Ocarina claims a 10:1 data reduction ratio, an improvement on standard compression technologies that usually hit a ratio of about 2:1. It achieves that ratio by pulling apart standard file formats, many of which are natively compressed, and applying proprietary algorithms to further compress the objects within those files. These algorithms also make it possible to create a three-dimensional cube of numeric values to represent a photo or video image.
"So if you take some photos on a day at the beach, our algorithms will be able to look for similar boundaries, such as light levels, that it's seen before," said Carter George, Ocarina vice president of products. "It's like computer vision."

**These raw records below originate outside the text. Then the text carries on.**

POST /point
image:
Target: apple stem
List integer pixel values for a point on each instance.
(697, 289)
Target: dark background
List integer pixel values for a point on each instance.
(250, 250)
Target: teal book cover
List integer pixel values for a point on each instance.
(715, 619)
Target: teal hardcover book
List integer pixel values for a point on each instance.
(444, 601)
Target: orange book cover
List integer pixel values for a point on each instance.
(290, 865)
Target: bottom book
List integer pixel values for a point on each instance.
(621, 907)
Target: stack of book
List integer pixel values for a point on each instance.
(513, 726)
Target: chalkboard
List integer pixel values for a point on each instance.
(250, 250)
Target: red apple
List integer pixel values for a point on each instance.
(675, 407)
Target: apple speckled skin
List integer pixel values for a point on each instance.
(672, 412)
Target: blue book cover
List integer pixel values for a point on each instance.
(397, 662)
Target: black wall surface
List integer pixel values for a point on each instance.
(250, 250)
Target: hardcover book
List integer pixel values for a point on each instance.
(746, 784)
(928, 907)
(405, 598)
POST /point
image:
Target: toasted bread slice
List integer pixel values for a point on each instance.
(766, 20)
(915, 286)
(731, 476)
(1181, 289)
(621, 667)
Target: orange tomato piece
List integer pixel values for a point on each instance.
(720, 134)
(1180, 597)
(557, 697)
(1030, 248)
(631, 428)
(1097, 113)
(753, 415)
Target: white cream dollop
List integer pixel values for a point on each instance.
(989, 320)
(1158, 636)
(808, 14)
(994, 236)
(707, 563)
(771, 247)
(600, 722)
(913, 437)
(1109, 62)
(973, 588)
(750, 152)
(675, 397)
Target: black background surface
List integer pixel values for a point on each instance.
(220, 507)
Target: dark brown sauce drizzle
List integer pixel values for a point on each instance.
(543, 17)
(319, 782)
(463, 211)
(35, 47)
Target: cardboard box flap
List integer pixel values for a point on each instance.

European photo-sharing site expects to save 200 TB
So far, Ocarina has one publicly-named user in the Web 2.0 multimedia market and claims more big names in that space are testing the product. Graham Hobson, chief technology officer of Photobox, a photo sharing and printing site, said his company has been testing Ocarina products since their pre-alpha stage two years ago. He intends to put them into production next week.
Hobson said that for the first six years after the company was founded in 2000, the cost of data storage fell each year at a rate that kept up with Photobox's capacity growth. But about two years ago, that trend stopped. "We're dealing with bigger files now," Hobson said. The monthly cost of rack space in the company's co-location data centres in Europe has increased around fourfold because of increasing energy prices.
Photobox currently has about 800 TB of capacity on Isilon clustered NAS systems, with about 600 TB used. "At this rate, without data reduction, we'll exhaust that capacity in the next three months," according to Hobson. With Ocarina, the company is hoping to make that capacity last through September, a savings of about 200 TB.
Primary data reduction still a bleeding-edge market
Ocarina is not the first to market with a data reduction product for primary storage. Storwize also compresses data on primary NAS systems. However, Storwize sits in the data path and passes through files it can't optimise. The Storwize appliance is also needed to recover data, and a separate Storwize appliance is needed to receive and restore data at secondary sites.
Ocarina is using this difference between the products to market itself as less risky than Storwize's "bump in the wire" approach, something Hobson said gave him more confidence in the Ocarina product.
But Ocarina's data reduction isn't for everyone. In addition to worries about data corruption that secondary storage data deduplication makers have also faced, Ocarina's "computer vision" means it is literally reading files, a big risk for a security-conscious environment.